The ubiquitin proteasome system regulates protein expression at the post-translational level by tagging certain proteins with ubiquitin and thereby marking them for degradation by the proteasome complex. This system is highly conserved and is used by almost every eukaryotic cell to degrade and recycle proteins. In this issue (p. 3522), Margaret Fuller and colleagues uncover a surprisingly specific role for the polyubiquitin Ubi-p63E, encoded by magellan (magn), in the Drosophila spermatogenetic programme. Loss-of-function magn mutants fail to maintain the free ubiquitin pool specifically in the testes, which ultimately results in meiotic arrest and sterility.
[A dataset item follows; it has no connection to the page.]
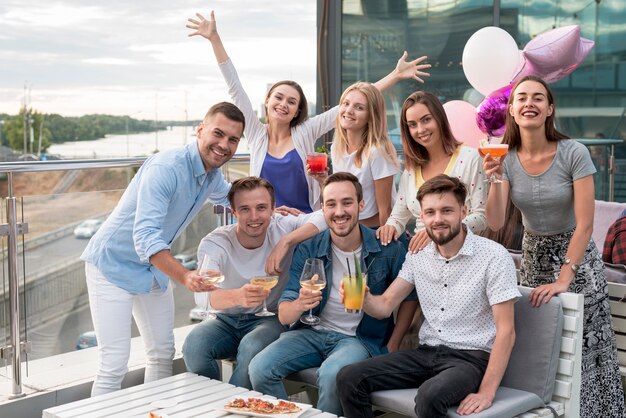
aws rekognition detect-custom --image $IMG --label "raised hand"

The authors show that Ubi-p63E is required for normal meiotic chromatin condensation, cell cycle progression and spermatid differentiation, whereas the expression of spermatocyte genes was largely unaffected in the magn mutant. The observed phenotype is likely to be specific to the magn mutant, as knockdown of proteasome subunits had more widespread and severe effects. These data uncover a novel and highly specific mechanism of post-translational regulation via ubiquitin homeostasis in the developing male germline.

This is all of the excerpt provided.